They Prey on the Elderly

Posted on June 26, 2012 by


Several years ago, a family member who has Alzheimer’s disease had to be placed in an assisted living facility.  She was eight-five at the time.  During the transition we found a collection bill for a casket no one knew she had purchased.  I called the number on the statement and was given the run-around for a good fifteen minutes before demanding to speak with a manager.  A woman who identified herself as a supervisor, but would not give her last name, said that the contract was signed a year prior and was delinquent.

“What did you expect?” I said.  “Your salesperson sold a casket to an eighty-five year old with Alzheimer’s and Dementia.”

“Well, we still expect our clients to pay on schedule,” she said.

I suggested a more important issue was why she was sending her salespeople to adult day-centers for seniors who have Alzheimer’s.  She did not respond.  When I threatened to contact the Attorney General, she told me we could “work something out.”

“There’s nothing to work out,” I said.  “You need to refund this contract.  She already has a casket that is paid-in-full – she doesn’t need two.”  I also explained that “her client” had just moved into a facility under the advice of her physician.

“The best I can do is let her out of the rest of the contract,” she said.  “I’m not going to make someone in a nursing home keep paying on their contract – I’m not that mean.”

I explained to her that she wasn’t doing her client any favors – all her money was now going to the facility and if manipulating seniors at the end of their life wasn’t mean, I didn’t know what was.

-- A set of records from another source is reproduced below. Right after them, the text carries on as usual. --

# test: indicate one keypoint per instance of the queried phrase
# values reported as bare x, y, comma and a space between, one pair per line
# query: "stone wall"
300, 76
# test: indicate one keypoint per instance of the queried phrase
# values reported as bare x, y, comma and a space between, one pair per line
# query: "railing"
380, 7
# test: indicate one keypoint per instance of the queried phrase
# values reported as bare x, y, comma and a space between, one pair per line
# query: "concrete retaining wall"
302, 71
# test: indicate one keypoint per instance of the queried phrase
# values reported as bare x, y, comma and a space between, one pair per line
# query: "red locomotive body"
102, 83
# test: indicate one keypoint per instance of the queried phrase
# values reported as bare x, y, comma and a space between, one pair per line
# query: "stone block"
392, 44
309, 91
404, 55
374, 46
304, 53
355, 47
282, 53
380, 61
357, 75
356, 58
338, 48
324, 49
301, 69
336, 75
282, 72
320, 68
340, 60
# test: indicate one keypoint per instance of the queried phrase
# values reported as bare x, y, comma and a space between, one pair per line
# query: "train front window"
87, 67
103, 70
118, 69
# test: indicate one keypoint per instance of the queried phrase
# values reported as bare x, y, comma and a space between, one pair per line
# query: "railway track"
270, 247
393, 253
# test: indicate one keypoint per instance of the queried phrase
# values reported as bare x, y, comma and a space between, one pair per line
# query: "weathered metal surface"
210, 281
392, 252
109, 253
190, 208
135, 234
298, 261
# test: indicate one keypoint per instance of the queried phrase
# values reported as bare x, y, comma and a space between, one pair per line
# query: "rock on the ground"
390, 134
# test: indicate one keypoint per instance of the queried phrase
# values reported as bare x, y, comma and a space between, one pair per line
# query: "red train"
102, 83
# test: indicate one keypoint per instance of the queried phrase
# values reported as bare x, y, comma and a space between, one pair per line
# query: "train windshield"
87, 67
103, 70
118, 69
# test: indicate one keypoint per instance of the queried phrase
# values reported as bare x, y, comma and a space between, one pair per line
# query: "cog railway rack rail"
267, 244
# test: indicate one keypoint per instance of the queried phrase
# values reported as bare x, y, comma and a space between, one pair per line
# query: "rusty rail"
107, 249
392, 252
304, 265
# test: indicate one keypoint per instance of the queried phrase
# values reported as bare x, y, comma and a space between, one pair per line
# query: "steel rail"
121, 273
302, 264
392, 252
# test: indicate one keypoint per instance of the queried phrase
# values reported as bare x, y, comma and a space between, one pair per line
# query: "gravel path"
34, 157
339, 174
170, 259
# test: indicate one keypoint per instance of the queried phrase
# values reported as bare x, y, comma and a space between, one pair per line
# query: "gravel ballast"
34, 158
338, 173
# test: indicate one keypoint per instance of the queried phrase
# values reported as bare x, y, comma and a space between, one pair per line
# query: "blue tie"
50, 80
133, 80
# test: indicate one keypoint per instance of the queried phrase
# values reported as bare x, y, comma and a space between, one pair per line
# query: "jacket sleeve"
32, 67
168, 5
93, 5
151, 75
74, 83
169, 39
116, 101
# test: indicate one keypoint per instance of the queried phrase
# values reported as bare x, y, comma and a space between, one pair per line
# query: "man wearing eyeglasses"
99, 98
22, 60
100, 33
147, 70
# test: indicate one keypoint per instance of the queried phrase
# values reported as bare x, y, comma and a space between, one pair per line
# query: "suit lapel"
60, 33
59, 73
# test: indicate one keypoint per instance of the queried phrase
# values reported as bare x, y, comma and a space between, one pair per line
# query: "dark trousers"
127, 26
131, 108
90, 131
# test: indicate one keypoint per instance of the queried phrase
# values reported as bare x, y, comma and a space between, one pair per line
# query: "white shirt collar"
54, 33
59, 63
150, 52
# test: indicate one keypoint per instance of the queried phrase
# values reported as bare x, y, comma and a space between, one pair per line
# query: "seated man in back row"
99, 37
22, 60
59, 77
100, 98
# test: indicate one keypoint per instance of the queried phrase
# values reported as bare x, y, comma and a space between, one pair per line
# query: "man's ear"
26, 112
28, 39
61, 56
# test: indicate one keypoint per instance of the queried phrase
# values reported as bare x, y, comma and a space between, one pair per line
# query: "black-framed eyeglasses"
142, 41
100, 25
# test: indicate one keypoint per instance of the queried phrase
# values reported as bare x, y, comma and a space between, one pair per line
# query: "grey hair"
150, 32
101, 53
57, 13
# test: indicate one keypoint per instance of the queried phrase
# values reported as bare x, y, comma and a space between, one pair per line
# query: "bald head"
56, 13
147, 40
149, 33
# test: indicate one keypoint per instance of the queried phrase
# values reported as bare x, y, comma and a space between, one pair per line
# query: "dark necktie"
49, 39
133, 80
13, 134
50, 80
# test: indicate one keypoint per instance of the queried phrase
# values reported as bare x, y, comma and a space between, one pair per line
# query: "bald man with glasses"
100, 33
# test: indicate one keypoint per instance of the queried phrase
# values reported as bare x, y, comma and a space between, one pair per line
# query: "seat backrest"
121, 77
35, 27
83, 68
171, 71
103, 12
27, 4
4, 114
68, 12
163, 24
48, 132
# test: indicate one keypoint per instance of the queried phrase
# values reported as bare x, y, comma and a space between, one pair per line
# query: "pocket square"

“Well, I could still make her pay – it is a legal contract,” she said.  The contract was eventually voided, but no money was refunded.

I’ve heard one too many stories from my senior patients who unknowingly signed-over benefits or purchased something they didn’t even know they bought.  It is nothing less than predatory to lure an elderly person into making a business decision, especially when they don’t have the mental capacity to do so.  It bothers me to have to tell someone close to the end of their life that they need to be on guard for predators.  I’d rather tell them to relax and not worry about a thing.